Usage¶
To use pylighthouse in a project:
import pylighthouse.pylighthouse as lighthouse
Basic Scheduling¶
You can schedule workloads onto nodes like this:
import pylighthouse.pylighthouse as lighthouse
distor = lighthouse.PrioritizedDistributor.from_list(
nodes=lighthouse.Node.from_list([{
"name": "cluster-member-1",
"resources": {
"cpu": 6,
"mem": 12,
"disk": 50
}
},
{
"name": "cluster-member-2",
"resources": {
"cpu": 4,
"mem": 16,
"disk": 40
}
},
{
"name": "cluster-member-3",
"resources": {
"cpu": 0.7,
"mem": 1.3,
"disk": 17
}
}
]))
distor.attempt_assign_loads(lighthouse.Workload.from_list([
{
"name": "vm-1",
"requirements": {
"cpu": 0.2,
"mem": 0.1
}
},
{
"name": "vm-2",
"requirements": {
"cpu": 0.3,
"mem": 0.3,
"disk": 1
}
}]))
# =>
#{
# "vm-1": "cluster-member-1",
# "vm-2": "cluster-member-1"
#}
As you can see, attempt_assign_loads
takes a list of workloads and
attempts to assign workloads to the nodes given to the distributor at
construction time. It returns a dictionary with keys being the names of the
workloads and values being the names of the nodes to which those loads
were assigned. If workload could not be assigned to a node, the value
is None
for that key instead.
Caution
The name
field for each workload and node must be unique
to that node or workload, or bad things will happen to innocent
people (you. At least, I hope you’re innocent :P).
Node resources and Workload requirements are free-form and can be arbitrary.
Note that the requirements in a workload need not include all the types
of resources found in nodes. In the above example, each node has
mem
, cpu
and disk
attributes, but the requirements
need not list all of these as requirements.
Placement of workloads onto nodes is not guaranteed. That is, simply because room exists for all workloads, this does not mean that pylighthouse will be able to figure this out. You can help pylighthouse get better at packing nodes tightly using the BinPackDistributor discussed below, and you can also increase the capacity of the nodes.
Distributors and the nodes they contain are stateful. They remember workloads previously given.
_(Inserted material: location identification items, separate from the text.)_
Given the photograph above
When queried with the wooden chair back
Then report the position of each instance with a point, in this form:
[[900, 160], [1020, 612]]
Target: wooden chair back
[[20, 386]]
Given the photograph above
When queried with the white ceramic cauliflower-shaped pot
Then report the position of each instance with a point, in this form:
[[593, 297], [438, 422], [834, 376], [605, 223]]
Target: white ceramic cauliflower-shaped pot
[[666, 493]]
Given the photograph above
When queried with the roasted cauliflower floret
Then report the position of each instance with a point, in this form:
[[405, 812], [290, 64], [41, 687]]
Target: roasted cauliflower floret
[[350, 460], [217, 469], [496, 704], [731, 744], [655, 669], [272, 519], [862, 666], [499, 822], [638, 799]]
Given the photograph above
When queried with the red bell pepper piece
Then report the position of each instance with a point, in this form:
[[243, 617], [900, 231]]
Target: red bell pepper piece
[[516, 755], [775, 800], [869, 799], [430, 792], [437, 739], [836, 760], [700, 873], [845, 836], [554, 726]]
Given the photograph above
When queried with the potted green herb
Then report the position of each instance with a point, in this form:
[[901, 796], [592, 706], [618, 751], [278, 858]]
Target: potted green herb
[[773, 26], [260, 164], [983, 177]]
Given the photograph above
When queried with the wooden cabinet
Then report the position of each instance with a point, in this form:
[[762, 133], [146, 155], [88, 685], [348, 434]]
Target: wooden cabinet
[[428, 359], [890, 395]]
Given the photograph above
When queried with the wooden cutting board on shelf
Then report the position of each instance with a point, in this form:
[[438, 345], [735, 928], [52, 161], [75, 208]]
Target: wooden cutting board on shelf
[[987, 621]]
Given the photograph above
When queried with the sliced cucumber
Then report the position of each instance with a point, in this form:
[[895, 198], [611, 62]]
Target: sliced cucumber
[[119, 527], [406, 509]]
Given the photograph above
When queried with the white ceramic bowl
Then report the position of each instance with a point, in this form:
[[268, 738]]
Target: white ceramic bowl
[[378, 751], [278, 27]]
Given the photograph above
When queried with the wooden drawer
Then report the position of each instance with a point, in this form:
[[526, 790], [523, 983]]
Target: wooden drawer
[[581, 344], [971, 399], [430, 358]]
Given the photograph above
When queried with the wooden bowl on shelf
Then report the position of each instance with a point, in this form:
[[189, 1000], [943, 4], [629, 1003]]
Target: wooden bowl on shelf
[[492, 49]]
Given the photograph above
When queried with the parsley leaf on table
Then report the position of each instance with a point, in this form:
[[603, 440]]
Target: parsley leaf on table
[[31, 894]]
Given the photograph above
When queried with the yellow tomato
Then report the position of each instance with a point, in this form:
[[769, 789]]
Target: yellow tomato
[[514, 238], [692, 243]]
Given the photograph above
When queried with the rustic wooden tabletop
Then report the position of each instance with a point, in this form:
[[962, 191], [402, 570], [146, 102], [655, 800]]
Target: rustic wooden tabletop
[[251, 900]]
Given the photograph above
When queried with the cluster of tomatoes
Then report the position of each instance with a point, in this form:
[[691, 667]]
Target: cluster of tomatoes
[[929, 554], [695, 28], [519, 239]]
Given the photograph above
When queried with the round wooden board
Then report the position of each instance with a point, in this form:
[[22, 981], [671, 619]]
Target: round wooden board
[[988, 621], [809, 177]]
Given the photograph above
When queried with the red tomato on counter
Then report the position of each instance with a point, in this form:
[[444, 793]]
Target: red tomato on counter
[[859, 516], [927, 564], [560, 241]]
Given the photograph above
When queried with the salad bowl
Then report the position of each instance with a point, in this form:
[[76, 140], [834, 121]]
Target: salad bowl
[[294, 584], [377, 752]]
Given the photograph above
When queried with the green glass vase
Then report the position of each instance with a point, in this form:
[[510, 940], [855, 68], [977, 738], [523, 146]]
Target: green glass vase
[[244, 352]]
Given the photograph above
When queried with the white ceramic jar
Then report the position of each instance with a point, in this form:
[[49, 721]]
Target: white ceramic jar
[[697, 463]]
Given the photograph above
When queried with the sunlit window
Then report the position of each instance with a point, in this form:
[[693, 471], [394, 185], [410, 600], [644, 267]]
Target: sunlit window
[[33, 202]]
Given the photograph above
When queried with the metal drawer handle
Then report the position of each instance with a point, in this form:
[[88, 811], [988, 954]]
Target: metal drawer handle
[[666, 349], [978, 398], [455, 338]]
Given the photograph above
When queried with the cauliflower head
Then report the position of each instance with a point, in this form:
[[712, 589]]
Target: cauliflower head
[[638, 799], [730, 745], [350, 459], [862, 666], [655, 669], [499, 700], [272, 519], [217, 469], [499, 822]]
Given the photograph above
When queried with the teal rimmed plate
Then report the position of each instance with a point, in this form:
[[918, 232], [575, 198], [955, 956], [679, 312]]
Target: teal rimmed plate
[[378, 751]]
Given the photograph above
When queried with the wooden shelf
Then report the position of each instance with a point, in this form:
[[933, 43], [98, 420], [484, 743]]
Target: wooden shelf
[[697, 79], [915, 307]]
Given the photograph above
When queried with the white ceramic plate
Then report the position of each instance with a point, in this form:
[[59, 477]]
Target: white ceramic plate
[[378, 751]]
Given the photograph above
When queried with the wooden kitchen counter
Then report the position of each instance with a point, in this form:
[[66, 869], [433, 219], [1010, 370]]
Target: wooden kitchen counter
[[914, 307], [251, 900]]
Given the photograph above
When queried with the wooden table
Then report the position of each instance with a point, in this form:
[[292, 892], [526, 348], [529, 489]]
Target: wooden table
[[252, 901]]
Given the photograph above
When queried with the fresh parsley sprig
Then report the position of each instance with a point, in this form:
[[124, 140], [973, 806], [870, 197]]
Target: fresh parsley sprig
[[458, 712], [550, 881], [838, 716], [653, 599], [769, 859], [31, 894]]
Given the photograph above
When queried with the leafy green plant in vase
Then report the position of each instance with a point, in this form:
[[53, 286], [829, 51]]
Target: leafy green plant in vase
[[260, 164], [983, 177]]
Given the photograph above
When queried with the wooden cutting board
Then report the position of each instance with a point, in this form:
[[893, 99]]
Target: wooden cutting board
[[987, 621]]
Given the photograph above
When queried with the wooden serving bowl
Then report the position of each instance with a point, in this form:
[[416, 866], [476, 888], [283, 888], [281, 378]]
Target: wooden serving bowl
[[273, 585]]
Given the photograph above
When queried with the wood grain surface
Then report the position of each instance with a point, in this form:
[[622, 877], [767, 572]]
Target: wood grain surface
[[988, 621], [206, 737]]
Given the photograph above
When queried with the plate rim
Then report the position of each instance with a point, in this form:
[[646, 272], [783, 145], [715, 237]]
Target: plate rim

So after this code:
parent = lighthouse.Node.from_list([
"name": "parent",
"resources": {
"patience": 1
}
])
a = lighthouse.Workload.from_dict({
"name": "kid-a",
"requirements": {
"patience": 1
}
})
b = lighthouse.Workload.from_dict({
"name": "kid-b",
"requirements": {
"patience": 1
}
})
pr = lighthouse.PrioritizedDistributor.from_list([parent])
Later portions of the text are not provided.